Command "strace -T" introducing too much overhead

211 Views Asked by At

I'm trying to check the execution time of each system call invoked by my application using strace -T.

I got the trace output. But the time calculated by strace for each system call seemed inaccurate.

To confirm the accuracy, I added few usleep(100) calls in my application. usleep is calling nanosleep() syscall. I expected the strace to show the time taken by nanosleep(100000) to be around 100 microseconds. But the values shown by strace for nanosleep(100000) is around 300 microseconds. For some calls, it is even showing 7 milliseconds(as seen in the 3rd line of below attached screenshot). enter image description here

  1. What is the reason for so much fluctuation in the execution time of a system call. Is this the issue with strace calculation or nanosleep(100000) is really taking a lot more than 100 microseconds to execute?
  2. If the issue is because of overhead introduced by strace, then the overhead is too much and strace is not useful to calculate the time taken by system call. Is there any way to avoid the overhead of strace? If not, is there any other tool to achieve the same?
2

There are 2 best solutions below

0
Zazaeil On

strace is quite invasive because it is built upon the ptrace, the man pages. The immediate implication is that strace suffers from an interaction between the user-space and kernel-space - that's because the ptrace is nothing but yet another system call with all the consequences of that.

The whole thing about eBPF is that it runs in the kernel space entirely, without costly interactions between the two worlds. You could try to experiment with the bpftrace and compare the outcome (strongly biasing to the latter to be more trustworthy than the former one). In my experience, eBPF is not only much faster and less resource-hungry but also much more accurate as well.

If you're new to eBPF and have no idea what it is, then start here.

0
pchaigno On

strace

This seems likely to be caused by strace. By default, strace intercepts all syscall entries and exits, causing two context switches per syscall.

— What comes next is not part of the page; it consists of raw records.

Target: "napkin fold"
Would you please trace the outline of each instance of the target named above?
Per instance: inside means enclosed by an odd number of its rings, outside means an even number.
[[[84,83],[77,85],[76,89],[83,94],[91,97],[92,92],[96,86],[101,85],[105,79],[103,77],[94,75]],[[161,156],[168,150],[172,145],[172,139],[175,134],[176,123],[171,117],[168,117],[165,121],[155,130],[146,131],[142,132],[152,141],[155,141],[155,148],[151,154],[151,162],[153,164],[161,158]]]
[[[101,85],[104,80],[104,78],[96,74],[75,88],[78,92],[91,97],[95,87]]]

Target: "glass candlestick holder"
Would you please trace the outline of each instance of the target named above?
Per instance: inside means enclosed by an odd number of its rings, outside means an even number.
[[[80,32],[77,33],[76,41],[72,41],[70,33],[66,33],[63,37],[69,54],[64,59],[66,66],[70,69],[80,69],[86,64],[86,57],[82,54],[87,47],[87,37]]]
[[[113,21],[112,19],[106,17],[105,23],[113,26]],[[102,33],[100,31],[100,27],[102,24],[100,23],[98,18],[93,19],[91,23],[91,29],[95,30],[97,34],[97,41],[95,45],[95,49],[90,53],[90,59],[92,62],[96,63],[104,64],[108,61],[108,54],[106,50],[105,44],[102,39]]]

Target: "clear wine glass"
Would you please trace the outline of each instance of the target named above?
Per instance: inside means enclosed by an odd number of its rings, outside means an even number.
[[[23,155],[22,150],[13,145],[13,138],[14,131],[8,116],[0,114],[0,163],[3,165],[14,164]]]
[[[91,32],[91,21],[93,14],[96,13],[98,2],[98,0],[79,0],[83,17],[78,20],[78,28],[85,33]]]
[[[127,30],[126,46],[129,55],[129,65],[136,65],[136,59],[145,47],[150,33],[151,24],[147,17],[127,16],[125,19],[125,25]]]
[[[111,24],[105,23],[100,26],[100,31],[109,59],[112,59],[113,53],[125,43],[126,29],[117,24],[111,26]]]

If you want to trace a subset of syscalls, there is an experimental option to reduce the overhead, --seccomp-bpf. See https://pchaigno.github.io/strace/2019/10/02/introducing-strace-seccomp-bpf.html for an explanation.

bcc

In your case, one option is to use the existing bcc tool funclatency. See https://github.com/iovisor/bcc/blob/master/tools/funclatency_example.txt for examples of its usage.

You can also install funclatency via packages (bpfcc-tools on Ubuntu). Tracing the latency of the nanosleep(2) syscall would then be:

# funclatency-bpfcc __x64_sys_nanosleep
Tracing 1 functions for "__x64_sys_nanosleep"... Hit Ctrl-C to end.
^C
     nsecs               : count     distribution
         0 -> 1          : 0        |                                        |
         2 -> 3          : 0        |                                        |
         4 -> 7          : 0        |                                        |
         8 -> 15         : 0        |                                        |
        16 -> 31         : 0        |                                        |
        32 -> 63         : 0        |                                        |
        64 -> 127        : 0        |                                        |
       128 -> 255        : 0        |                                        |
       256 -> 511        : 0        |                                        |
       512 -> 1023       : 0        |                                        |
      1024 -> 2047       : 0        |                                        |
      2048 -> 4095       : 0        |                                        |
      4096 -> 8191       : 0        |                                        |
      8192 -> 16383      : 0        |                                        |
     16384 -> 32767      : 0        |                                        |
     32768 -> 65535      : 0        |                                        |
     65536 -> 131071     : 5        |*                                       |
    131072 -> 262143     : 0        |                                        |
    262144 -> 524287     : 0        |                                        |
    524288 -> 1048575    : 0        |                                        |
   1048576 -> 2097151    : 0        |                                        |
   2097152 -> 4194303    : 0        |                                        |
   4194304 -> 8388607    : 0        |                                        |
   8388608 -> 16777215   : 132      |****************************************|

avg = 9766470 nsecs, total: 1338006501 nsecs, count: 137

Detaching...

If you want to display the latency as a function of the arguments, then you could either edit the funclatency.py script or rewrite something with bpftrace.